The potential of Martian lava tubes for resource extraction and habitat sheltering highlights the need for robots capable to undertake the grueling task of their exploration. Driven by this motivation, in this work we introduce a legged robot system optimized for jumping in the low gravity of Mars, designed with leg configurations adaptable to both bipedal and quadrupedal systems. This design utilizes torque-controlled actuators coupled with springs for high-power jumping, robust locomotion, and an energy-efficient resting pose. Key design features include a 5-bar mechanism as leg concept, combined with springs connected by a high-strength cord. The selected 5-bar link lengths and spring stiffness were optimized for maximizing the jump height in Martian gravity and realized as a robot leg. Two such legs combined with a compact body allowed jump testing of a bipedal prototype. The robot is 0.472 m tall and weighs 7.9 kg. Jump testing with significant safety margins resulted in a measured jump height of 1.141 m in Earth's gravity, while a total of 4 jumping experiments are presented. Simulations utilizing the full motor torque and kinematic limits of the design resulted in a maximum possible jump height of 1.52 m in Earth's gravity and 3.63 m in Mars' gravity, highlighting the versatility of jumping as a form of locomotion and overcoming obstacles in lower gravity.

翻译：火星熔岩管在资源开采和庇护所方面具有巨大潜力，这要求开发能够承担其严苛探索任务的机器人。
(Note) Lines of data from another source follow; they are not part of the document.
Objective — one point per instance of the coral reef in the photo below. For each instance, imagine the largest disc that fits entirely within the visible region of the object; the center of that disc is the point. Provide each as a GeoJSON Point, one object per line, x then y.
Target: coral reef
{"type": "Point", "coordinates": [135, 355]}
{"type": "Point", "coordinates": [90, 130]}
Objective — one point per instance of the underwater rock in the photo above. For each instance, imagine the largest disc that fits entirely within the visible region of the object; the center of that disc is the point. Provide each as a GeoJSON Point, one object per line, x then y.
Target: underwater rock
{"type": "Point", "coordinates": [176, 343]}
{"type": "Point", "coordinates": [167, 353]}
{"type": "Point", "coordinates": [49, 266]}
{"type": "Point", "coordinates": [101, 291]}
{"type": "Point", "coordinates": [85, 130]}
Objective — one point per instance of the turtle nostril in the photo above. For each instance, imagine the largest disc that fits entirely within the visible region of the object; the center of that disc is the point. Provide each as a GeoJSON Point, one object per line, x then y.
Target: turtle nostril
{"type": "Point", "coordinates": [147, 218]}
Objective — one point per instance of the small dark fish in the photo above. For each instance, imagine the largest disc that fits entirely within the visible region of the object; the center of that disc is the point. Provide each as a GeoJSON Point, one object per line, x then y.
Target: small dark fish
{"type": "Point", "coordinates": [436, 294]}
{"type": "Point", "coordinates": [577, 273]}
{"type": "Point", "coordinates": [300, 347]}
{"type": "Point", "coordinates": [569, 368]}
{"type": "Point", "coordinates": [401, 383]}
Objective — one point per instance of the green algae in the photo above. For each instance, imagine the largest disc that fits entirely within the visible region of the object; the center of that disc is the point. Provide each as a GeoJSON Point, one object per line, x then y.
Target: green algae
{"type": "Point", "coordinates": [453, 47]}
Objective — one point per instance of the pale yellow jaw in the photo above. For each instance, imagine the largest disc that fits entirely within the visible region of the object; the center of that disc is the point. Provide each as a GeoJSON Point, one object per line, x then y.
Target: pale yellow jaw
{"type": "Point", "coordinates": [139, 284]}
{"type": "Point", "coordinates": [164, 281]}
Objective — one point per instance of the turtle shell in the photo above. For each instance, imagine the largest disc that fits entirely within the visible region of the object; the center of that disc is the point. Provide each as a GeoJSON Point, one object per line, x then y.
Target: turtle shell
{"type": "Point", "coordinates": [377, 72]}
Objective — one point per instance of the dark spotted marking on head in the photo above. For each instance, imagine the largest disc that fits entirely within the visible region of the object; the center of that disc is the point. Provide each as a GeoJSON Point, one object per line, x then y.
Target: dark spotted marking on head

基于这一动机，本文提出了一种针对火星低重力环境优化的腿式机器人系统，其腿部构型可适应双足和四足系统。该设计采用扭矩控制执行器与弹簧耦合，实现高功率跳跃、稳健运动以及节能静止姿态。关键设计特征包括采用五杆机构作为腿部概念，并结合高强度绳索连接的弹簧。所选五杆杆长和弹簧刚度经优化以最大化火星重力下的跳跃高度，并实际制作成机器人腿部。两个这样的腿部与紧凑机身组合，使双足原型机能够进行跳跃测试。该机器人高0.472米，重7.9千克。在显著安全裕度下的跳跃测试中，测得地球重力下的跳跃高度为1.141米，并给出了总计4次跳跃实验。利用设计的全电机扭矩和运动学限制进行的仿真表明，在地球重力下最大可实现1.52米跳跃高度，在火星重力下可达3.63米，凸显了跳跃作为一种低重力环境下运动与障碍克服方式的多样性。